Become Google Certified with updated Professional-Data-Engineer exam questions and correct answers
You have a data processing application that runs on Google Kubernetes Engine (GKE). Containers need to be
launched with their latest available configurations from a container registry. Your GKE nodes need to have
GPUs. local SSDs, and 8 Gbps bandwidth. You want to efficiently provision the data processing infrastructure
and manage the deployment process. What should you do?
An online brokerage company requires a high volume trade processing architecture. You need to create a secure queuing system that triggers jobs. The jobs will run in Google Cloud and cat the company's Python API to execute trades. You need to efficiently implement a solution.

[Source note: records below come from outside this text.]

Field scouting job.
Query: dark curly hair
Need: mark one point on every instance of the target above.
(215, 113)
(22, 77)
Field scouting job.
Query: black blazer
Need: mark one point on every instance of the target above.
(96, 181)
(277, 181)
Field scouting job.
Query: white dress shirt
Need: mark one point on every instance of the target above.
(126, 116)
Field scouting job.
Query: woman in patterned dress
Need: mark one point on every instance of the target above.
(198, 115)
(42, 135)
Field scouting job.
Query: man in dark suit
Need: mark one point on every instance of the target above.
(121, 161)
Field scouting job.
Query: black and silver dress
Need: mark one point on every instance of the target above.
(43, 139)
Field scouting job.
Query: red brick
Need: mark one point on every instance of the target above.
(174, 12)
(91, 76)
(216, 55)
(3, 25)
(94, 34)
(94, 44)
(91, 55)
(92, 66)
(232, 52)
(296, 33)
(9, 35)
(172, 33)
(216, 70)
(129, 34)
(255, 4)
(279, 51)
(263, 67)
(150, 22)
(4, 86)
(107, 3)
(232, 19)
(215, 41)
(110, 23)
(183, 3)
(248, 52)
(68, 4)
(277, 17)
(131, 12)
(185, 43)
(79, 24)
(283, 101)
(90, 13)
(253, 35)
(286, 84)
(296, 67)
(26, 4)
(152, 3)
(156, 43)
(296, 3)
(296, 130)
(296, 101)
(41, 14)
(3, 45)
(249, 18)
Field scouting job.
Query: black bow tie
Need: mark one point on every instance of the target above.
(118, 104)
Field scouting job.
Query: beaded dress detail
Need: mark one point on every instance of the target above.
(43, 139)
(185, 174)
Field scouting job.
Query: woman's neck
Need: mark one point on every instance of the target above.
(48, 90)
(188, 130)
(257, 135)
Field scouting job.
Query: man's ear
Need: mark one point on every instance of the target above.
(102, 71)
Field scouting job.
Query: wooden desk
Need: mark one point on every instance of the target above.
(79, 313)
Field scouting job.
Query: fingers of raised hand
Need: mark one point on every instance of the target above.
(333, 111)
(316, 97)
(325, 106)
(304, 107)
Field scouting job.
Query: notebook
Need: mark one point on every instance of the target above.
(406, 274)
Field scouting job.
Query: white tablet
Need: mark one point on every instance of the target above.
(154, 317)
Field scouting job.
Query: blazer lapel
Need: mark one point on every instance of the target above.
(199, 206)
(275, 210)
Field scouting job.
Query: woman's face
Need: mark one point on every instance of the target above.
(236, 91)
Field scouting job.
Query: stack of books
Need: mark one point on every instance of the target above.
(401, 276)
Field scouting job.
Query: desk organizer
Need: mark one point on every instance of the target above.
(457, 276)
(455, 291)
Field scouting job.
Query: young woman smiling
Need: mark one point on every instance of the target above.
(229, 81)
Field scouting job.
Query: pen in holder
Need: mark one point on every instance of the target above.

What should you do?
Your company's customer_order table in BigOuery stores the order history for 10 million customers, with a
table size of 10 PB. You need to create a dashboard for the support team to view the order history. The
dashboard has two filters, countryname and username. Both are string data types in the BigQuery table. When
a filter is applied, the dashboard fetches the order history from the table and displays the query results.
However, the dashboard is slow to show the results when applying the filters to the following query:

You have historical data covering the last three years in BigQuery and a data pipeline that delivers new data to BigQuery daily. You have noticed that when the Data Science team runs a query filtered on a date column and limited to 30–90 days of data, the query scans the entire table. You also noticed that your bill is increasing more quickly than you expected. You want to resolve the issue as cost-effectively as possible while maintaining the ability to conduct SQL queries. What should you do?
You want to schedule a number of sequential load and transformation jobs Data files will be added to a Cloud
Storage bucket by an upstream process There is no fixed schedule for when the new data arrives Next, a
Dataproc job is triggered to perform some transformations and write the data to BigQuery. You then need to
run additional transformation jobs in BigQuery The transformation jobs are different for every table These
jobs might take hours to complete You need to determine the most efficient and maintainable workflow to
process hundreds of tables and provide the freshest data to your end users. What should you do?
© Copyrights DumpsCertify 2025. All Rights Reserved
We use cookies to ensure your best experience. So we hope you are happy to receive all cookies on the DumpsCertify.